Expansion is the act of moving beyond limitations, of transcending confinement, of emerging beyond restriction.
On the surface, structure and expansion seem like completely opposite energies.
But that’s only if you think about the physical realm.
In the world of physical matter, a container marks the outer limits of capacity. When you have a box of a certain size, there’s a limit to what you can fit inside it.
But in the emotional and spiritual realm, it’s the opposite effect: the container is the the foundation that supports expansion. The box is a step toward the infinite, rather than a source of confinement.
This all comes back to the nervous system.
The Nervous System Seeks Safety
The nervous system’s primary job is to cultivate safety. When we feel held and supported, when we are in the stable structure of people who care for and nourish us, we feel the freedom to be fully expressive and expansive.
Watch How Children Act
An easy example of this is with kids. It’s common for kids to have melt-downs after school. If you’re a parent, it can be infuriating. How is it that they can get through a day of school ok but suddenly have a melt-down when they return home?
The answer is that home is often where children feel safest to fully express themselves. They trust the structure of the love of their parent. In fact, it’s only those kids who trust the structure at home that have melt-downs at home.
By the way, children who don’t feel safe at home or with their parents generally effort to maintain their best behavior around their parents, out of fear of what might happen if they expressed themselves fully.
In that case, the expression comes out in different places — perhaps with a therapist, or friends.
Adults are really just bigger versions of children.
When we feel that we have a supportive structure, we are more likely to fully express ourselves. We speak aloud our “crazy” ideas, or the perspective that might not be shared by all. When we don’t feel that safety, we keep our best ideas inside.

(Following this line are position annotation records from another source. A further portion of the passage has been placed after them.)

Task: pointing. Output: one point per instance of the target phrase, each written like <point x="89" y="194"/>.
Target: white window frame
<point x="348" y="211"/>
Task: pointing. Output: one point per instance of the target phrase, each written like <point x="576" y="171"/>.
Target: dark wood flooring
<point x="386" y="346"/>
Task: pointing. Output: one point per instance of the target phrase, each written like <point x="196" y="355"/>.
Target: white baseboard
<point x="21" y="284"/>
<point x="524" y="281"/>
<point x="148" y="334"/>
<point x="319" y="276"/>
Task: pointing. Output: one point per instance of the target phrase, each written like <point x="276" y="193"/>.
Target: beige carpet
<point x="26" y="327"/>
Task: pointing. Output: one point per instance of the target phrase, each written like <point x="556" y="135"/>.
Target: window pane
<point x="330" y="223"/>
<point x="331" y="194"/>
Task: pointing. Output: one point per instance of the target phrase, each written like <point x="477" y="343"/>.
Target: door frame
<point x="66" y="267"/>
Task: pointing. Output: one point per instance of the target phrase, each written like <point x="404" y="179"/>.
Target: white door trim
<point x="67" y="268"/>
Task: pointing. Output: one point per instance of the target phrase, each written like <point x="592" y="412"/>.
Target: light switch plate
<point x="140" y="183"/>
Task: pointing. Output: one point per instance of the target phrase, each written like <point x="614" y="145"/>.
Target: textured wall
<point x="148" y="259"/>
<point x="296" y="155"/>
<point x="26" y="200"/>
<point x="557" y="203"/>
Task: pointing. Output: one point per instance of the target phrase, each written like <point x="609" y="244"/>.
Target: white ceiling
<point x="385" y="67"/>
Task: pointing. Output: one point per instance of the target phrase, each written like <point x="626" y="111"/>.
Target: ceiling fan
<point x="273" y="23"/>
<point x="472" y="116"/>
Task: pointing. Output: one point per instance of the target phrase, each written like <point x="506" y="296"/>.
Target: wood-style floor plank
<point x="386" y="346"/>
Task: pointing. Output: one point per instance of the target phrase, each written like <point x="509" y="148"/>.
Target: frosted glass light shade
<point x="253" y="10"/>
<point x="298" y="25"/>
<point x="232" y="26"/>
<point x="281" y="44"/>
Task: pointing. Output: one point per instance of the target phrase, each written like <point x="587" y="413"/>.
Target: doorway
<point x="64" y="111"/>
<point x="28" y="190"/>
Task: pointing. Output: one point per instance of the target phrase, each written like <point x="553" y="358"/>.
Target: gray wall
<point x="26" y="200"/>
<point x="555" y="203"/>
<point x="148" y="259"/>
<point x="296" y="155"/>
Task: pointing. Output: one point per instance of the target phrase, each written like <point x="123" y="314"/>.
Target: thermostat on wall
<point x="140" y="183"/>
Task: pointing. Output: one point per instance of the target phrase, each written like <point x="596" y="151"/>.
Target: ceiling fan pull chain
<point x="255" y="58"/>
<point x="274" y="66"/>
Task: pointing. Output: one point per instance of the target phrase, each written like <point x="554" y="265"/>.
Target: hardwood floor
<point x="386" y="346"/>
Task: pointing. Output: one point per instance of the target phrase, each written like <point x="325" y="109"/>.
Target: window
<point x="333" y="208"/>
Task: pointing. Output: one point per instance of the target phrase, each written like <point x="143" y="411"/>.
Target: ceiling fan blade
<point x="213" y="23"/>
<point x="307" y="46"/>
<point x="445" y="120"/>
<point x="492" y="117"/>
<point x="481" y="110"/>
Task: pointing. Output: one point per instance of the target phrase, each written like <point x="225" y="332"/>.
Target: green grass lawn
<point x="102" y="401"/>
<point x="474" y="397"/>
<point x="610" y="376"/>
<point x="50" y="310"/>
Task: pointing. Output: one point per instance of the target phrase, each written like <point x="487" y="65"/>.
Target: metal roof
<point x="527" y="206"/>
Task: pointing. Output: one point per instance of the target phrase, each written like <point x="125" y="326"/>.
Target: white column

This is true in families, in workplace cultures, and in every type of group or one-on-one relationship.
You Don’t Need Better Ideas
If you’re feeling stuck, you likely don’t need better ideas; you need a more supportive environment.
What limits our fullest expression, our best ideas, our most creative work is often not the lack of ideas or insights, but the lack of a supportive structure that gives us the safety to speak our minds and fully express ourselves.
When we have people in our lives who hold space for us, who welcome expression of our ideas, we can fully unleash our potential.
The stability of structure and support is what gives us the foundation from which we can expand.